The north of El Salvador along the border with Honduras is not as developed as the central and coastal regions. During the war, guerillas hid out in the hills here, especially in the small town of Perquín which today hosts the country’s premier war museum. There are a few small colonial towns which are worth visiting in this area like Suchitoto and La Palma, otherwise the view out the bus window will probably be all the time you want to spend in this area.
Perquín: A historical war monument, Perquín was the FMLN headquarters during the war and today home to the Museo de la Revolución Salvadoreña. The museum features photographs and artifacts of the war. This is also a good spot for finding orchids and rare butterflies along with birds like the oriole and the chestnut-headed oropendola.

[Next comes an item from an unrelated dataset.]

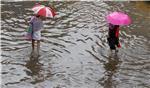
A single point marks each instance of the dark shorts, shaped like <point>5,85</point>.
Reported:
<point>113,42</point>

La Palma: The handicrafts capital of El Salvador, La Palma is tucked into a pine-forest valley at the foot of Miramundo mountain, just 84 km (52 mi) north of San Salvador. Delicate and ornate wooden carvings are La Palma’s specialty along with colorfully hand-embroidered tapestries. Almost 75% of the population is directly or indirectly engaged in producing handicrafts, much of which is exported to other countries. Many of the workshops are open to visitors. If shopping isn’t your thing, you can use La Palma as a base for exploring nearby mountains. Because of its altitude, 1100 m (3,600 ft), the air is much cooler than on the coast.